There may be no employees not able to sprint down stairs today, but

a month from now there could be several. We’re all just one event

away from being disabled, Fearon points out. An operation or two,

a problem pregnancy, and a sports injury could significantly increase

even a small company’s roster of people needing assistance in an

emergency.

Designate someone to grab the attendance sheets. If

employees

sign in and out, put someone in charge of taking the sign in sheets

out with them in case of an evacuation. This could save not only

worry,

but also the lives of rescue workers.

Choose an assembly place. Tell all employees to meet in

the park across the street, for example. Make sure everyone knows

about the assembly place, but don’t hesitate to change it. This is

another to schedule review of the plan. The park may close for

reseeding,

or be chosen as a parade staging route. Or the road between your

office

and the park may be torn up in a big construction project.
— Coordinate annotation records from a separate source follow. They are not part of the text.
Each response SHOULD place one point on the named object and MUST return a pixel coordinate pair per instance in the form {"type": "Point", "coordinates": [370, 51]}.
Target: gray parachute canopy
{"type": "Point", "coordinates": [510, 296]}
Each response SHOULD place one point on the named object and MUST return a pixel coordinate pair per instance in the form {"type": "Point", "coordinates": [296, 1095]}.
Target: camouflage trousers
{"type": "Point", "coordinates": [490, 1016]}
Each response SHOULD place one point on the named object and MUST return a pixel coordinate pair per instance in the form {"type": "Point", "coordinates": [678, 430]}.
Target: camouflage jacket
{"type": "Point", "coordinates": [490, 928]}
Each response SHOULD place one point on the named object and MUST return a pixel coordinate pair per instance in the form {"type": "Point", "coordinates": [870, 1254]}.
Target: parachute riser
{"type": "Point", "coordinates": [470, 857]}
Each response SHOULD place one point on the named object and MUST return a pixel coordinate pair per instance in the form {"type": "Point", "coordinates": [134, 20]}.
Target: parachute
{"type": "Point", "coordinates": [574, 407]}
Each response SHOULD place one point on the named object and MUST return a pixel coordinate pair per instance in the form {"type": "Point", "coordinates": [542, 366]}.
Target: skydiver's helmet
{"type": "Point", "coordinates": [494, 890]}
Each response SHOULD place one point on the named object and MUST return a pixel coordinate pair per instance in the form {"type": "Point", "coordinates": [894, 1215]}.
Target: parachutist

Find a safe harbor. During an emergency it may be

impossible

for some — or all — of your employees to get home. Plan in

advance for temporary accommodations, perhaps at an auditorium or

school. And think ahead about how employees would get there,

particularly

if mass transit were unavailable.

Appoint zone monitors. In general, says Fearon,

friendships

form naturally at work, and employees tend to watch out for one

another.

Nevertheless, it can be a good idea to ask for one volunteer per floor

or section to be a zone monitor, responsible for seeing who needs

help, providing last minute instructions, and keeping track of who

has left the building.

Make a phone tree. Where there are several small offices

in a building it is a good idea to collect phone numbers of a contact

from each. "Carry laminated cards" with the numbers, Fearon

suggests. This, too, is a way to check on who has gotten out of the

building.

Plan to stay inside. We are now aware, says Fearon, that

we must be prepared for all kinds of emergencies. So, in addition

to making evacuation plans, make plans for situations during which

employees would need to stay inside. How would they be informed? Who

would make sure no one left? Who would make decisions on whether to

open windows or shut down air circulation systems? How would employees

be updated on the situation?

Before September 11, evacuations never received much attention

at most offices. The result, says Fearon, is that "it became

poignantly

clear that we could do so much better."